Chewing on the bread, he gazed out towards the west and the one high line of blue hills that sat there, solid and defensive. Camarthen, they
’d been called, nodding to another part of Wales. The only thing anyone knew to exist beyond that was the King’s arbitrary line—cutting straight down one hundred and thirty-five degrees to mark the western limit of this colony’s claim, some nine hundred miles away—and William Dampier’s coast, hundreds and hundreds of miles beyond that again to the west.

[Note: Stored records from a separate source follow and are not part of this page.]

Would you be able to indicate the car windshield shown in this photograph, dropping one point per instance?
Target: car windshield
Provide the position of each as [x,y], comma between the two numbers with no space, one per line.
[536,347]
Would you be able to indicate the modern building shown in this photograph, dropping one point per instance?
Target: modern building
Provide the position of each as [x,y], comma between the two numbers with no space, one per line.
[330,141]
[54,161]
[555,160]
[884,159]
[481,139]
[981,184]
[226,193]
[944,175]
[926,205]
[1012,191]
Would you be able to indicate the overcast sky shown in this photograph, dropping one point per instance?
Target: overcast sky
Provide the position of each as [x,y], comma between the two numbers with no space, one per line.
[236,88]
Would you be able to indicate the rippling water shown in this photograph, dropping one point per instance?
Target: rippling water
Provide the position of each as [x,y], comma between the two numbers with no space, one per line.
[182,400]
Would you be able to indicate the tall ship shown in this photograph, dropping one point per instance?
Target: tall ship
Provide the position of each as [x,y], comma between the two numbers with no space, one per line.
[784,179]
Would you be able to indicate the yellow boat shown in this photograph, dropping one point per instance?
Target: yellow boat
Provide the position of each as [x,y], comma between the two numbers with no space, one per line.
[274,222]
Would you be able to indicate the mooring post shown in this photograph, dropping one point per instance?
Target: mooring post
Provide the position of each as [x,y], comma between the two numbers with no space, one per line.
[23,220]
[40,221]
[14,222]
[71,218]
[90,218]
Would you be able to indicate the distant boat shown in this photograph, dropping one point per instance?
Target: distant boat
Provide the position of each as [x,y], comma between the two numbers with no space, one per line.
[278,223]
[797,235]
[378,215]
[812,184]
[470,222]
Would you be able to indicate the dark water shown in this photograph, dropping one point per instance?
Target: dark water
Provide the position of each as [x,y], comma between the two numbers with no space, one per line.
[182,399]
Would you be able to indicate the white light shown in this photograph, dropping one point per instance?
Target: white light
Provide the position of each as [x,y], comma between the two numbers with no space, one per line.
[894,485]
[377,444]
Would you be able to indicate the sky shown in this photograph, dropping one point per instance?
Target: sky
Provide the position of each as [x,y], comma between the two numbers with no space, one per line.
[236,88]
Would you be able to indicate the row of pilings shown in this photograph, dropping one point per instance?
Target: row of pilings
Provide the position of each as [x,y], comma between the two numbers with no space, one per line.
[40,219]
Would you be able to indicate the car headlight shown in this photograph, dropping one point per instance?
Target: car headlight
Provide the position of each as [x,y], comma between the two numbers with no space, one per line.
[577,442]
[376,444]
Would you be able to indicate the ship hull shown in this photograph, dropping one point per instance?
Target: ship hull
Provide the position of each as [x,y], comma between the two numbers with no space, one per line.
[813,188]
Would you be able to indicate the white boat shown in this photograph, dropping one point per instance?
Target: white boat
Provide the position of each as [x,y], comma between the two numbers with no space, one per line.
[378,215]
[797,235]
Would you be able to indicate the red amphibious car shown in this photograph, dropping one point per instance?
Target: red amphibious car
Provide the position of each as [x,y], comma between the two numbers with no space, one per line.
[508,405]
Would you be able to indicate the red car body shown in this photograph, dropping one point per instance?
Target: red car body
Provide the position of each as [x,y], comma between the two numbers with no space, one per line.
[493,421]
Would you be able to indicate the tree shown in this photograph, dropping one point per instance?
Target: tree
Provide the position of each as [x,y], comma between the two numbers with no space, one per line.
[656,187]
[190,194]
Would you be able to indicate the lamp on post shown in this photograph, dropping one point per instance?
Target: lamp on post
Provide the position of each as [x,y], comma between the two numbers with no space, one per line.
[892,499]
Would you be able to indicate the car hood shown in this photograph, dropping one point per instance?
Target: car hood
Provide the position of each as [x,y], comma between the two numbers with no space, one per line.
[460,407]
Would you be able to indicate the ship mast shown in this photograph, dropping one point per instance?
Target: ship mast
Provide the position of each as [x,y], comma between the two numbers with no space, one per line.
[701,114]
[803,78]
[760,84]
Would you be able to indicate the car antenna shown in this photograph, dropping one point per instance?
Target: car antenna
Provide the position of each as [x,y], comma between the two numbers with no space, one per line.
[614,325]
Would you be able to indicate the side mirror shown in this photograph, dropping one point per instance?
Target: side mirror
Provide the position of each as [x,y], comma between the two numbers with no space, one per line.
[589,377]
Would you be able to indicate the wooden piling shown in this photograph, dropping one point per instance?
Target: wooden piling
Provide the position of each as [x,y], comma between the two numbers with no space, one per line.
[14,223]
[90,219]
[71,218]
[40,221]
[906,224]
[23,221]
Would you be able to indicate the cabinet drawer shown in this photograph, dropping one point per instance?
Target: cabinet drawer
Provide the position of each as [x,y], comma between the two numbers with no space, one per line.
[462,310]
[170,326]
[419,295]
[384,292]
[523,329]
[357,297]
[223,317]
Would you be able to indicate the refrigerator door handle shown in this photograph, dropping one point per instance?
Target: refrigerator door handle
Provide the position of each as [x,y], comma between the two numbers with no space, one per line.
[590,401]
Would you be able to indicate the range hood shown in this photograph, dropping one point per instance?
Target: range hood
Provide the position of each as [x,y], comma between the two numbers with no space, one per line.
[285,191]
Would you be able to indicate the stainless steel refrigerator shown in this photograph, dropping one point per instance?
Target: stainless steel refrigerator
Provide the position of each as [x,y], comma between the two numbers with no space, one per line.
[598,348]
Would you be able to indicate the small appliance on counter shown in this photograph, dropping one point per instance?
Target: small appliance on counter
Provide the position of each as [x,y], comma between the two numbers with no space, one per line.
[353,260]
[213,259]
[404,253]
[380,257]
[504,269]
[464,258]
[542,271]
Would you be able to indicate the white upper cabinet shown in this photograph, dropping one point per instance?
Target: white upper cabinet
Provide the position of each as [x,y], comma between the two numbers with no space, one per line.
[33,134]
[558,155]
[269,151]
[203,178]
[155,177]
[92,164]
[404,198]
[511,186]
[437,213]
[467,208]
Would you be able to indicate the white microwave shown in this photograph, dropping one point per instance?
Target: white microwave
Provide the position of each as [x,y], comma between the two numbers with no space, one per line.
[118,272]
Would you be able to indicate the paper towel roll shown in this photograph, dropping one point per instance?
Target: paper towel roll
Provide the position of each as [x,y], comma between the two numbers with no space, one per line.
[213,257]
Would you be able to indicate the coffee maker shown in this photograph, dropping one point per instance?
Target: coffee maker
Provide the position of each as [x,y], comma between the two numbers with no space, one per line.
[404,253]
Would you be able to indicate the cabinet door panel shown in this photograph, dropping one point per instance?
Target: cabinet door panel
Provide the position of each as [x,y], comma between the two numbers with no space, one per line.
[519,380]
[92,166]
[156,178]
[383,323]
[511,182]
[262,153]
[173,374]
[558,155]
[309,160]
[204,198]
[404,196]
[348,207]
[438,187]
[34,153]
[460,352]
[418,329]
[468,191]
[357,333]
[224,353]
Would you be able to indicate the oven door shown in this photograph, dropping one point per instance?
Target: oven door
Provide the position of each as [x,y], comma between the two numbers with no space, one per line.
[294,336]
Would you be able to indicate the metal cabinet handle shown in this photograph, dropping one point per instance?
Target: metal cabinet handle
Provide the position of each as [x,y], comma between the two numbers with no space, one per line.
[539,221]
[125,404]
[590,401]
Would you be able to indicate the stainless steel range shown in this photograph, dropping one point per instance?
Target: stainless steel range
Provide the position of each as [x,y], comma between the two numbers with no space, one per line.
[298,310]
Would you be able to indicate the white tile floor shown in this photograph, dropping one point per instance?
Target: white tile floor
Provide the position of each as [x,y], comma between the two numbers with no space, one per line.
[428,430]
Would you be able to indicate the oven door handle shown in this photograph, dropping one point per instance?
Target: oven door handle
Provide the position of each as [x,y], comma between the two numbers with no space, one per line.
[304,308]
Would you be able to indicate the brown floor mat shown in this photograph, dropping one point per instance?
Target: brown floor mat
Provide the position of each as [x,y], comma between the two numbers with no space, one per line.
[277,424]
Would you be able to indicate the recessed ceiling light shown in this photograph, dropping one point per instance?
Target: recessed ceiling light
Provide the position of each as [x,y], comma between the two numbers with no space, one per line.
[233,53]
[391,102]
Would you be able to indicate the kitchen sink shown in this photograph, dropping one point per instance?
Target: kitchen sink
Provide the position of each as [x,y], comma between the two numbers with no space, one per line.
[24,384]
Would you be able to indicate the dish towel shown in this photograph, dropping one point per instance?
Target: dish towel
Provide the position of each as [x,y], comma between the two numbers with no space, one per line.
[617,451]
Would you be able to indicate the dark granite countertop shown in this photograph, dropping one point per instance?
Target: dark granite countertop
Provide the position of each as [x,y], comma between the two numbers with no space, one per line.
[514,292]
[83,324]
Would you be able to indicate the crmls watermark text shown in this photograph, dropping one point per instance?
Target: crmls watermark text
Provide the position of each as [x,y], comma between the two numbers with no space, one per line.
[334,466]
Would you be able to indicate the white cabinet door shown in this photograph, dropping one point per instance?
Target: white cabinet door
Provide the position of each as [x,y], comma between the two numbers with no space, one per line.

“How far that way have you gone now, Lieutenant Dawes?” Southwell asked him, swinging around to look past the little settlement himself, past the silver line of the river as it disappeared upstream. “Will you ever get through those ranges, sir? Will you see what’s on the other side?”
“We’ll get through sooner or later,” said Dawes. “And who knows what we’ll find on the other side?” It was all jags and peaks and impenetrable trees, as far as he’d been able to go—the one place where even as good a reckoner as himself had struggled to keep count of his steps, keep track of where he was, and where he’d found it impossible to drag his gaze up into the air and imagine the land laid out beneath him. Fifty-four miles from the coast they’d managed in all the times they’d walked out; hardly far enough to change your view of anything.
“You know, Mr. Southwell, I might start studying the clouds instead of the weather they make: another new thing to look at.” He lay back on the ground, taking in the sky.
“There are some mornings I think I see sails in the clouds,” Dan Southwell confessed. Too many times his imagination had carved their white shapes into tautly rigged canvas, sure that ships were coming—slowly, so slowly—closer to the land, and then watching as they spread and dissipated against the sky.
“Another job for my balloon: looking for your ships—and ships must be more reliable than comets, unless we are truly gone out of the world and forgotten,” said Dawes. His head was arched back so that his gaze took in only the blue, the white, the brightness of the morning sun. Land, people—all trace of them were gone.